Housing market may see another good year

Saturday, October 10th, 2009

Jay Bryan

Homes in Canada are near their most affordable in nearly four years, setting the stage for a continuation of today’s perky real-

estate market throughout the coming year.

At least, that’s the opinion of economist Pascal Gauthier at the Toronto-Dominion Bank, who calculates that the cost of paying off a typical Canadian home has fallen to less than 28 per cent of an average income, down from a peak of 32 per cent just before the market slumped last year.

At its cheapest early this year, the market offered even better bargains, with this carrying cost dipping as low as 26 per cent of incomes.

While this has edged up, Gauthier thinks future price gains will be moderate enough not to boost the cost of homeownership much more.

That’s because markets should keep from getting too far out of balance, with the rocket fuel of cheap mortgages offset by fading pent-up demand.

The pent-up demand was created when financial fears late last year scared about 50,000 would-be buyers out of the housing market, Gauthier estimates.

This happened after the collapse of New York investment bank Lehman Bros. and the near-failure of several other banks and insurers triggered fears of a global crisis in finance.

As such worries diminished, potential homebuyers were faced with what Gauthier calls “an incredible window of opportunity” where both home prices and mortgages were available at bargain rates.

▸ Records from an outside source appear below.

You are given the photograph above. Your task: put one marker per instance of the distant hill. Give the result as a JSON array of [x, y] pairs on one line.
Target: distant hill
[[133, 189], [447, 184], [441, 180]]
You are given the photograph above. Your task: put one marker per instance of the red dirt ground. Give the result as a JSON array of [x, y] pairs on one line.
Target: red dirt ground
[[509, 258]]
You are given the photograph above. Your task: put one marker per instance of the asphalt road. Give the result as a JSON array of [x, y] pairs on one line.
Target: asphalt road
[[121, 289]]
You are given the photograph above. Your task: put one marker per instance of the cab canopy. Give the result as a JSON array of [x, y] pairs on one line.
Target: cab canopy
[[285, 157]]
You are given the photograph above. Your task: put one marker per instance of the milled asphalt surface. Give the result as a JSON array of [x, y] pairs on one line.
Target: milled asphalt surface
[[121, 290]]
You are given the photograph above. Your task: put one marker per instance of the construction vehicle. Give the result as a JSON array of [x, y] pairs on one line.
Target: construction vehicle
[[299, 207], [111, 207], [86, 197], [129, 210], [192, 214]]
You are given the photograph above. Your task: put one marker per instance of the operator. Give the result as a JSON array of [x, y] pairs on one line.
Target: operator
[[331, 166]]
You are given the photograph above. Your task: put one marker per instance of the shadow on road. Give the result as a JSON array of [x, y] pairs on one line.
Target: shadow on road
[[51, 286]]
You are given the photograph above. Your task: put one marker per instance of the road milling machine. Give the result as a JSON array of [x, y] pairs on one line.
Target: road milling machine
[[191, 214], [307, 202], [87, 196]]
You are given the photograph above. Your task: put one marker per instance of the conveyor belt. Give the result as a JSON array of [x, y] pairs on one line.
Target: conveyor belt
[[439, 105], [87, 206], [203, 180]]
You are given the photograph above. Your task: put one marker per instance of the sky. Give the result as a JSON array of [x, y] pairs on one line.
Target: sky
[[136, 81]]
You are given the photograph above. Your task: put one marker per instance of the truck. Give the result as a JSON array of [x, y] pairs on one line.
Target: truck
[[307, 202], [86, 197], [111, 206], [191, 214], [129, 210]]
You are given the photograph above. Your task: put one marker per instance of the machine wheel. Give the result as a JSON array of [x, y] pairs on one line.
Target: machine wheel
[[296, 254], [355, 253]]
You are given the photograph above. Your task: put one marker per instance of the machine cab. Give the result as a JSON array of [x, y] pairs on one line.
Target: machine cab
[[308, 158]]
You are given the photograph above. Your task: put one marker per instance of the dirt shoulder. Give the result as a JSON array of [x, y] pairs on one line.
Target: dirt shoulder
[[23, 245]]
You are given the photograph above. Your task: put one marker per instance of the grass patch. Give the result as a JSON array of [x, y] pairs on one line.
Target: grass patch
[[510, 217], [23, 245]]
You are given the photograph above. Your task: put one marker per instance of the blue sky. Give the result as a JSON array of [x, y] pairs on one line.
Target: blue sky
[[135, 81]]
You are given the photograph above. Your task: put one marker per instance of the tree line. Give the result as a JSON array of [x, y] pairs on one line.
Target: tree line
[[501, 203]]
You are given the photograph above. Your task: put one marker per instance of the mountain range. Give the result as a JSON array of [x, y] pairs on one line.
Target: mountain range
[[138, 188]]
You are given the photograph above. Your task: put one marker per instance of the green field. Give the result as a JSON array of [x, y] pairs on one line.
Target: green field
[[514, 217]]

In that environment, many of the same buyers who were frightened out of the market last autumn have come back to snap up homes at an accelerating rate, helping home values to recover earlier losses in many cities.

Montreal was “a pleasant surprise,” says Gauthier, and prices never fell at all.

They merely slowed their rise, which has since regained strength.

But pent-up demand from the dark days of last year is nearly exhausted, he believes, and won’t be propping up sales for more than another month or so.

Mortgage rates will remain low through much of the next year, of course, which should continue to buoy the market, but as time goes on there will be a couple more moderating factors.

First, prices, having rebounded, will begin to act as a brake on the attractiveness of buying.

Second, higher prices will make it increasingly attractive for existing homeowners to list properties for sale, making it harder for others to hold out for top dollar.

These factors should eventually rein in price gains to roughly the rate of inflation.

By 2011, Gauthier expects average values across Canada to be rising about two per cent.

The exception would be the lower-priced markets in eastern Canada, where Montreal, Ottawa and Halifax never had a red-hot runup in the cost of housing, so there’s more room for future increases.

Another outlier — in the opposite direction — could be Vancouver, which Gauthier calls “the most worrisome” market in the country.

It went into the past year’s recession with home prices close to bubble levels and its plunge in values has been almost entirely erased, lifting the average price back up to $608,000 by the end of this summer, more than double the level in Montreal.

While markets should remain stable in most parts of the country if rates begin rising late next year, as most expect, Vancouver’s nosebleed prices could be in for a new decline, Gauthier warns.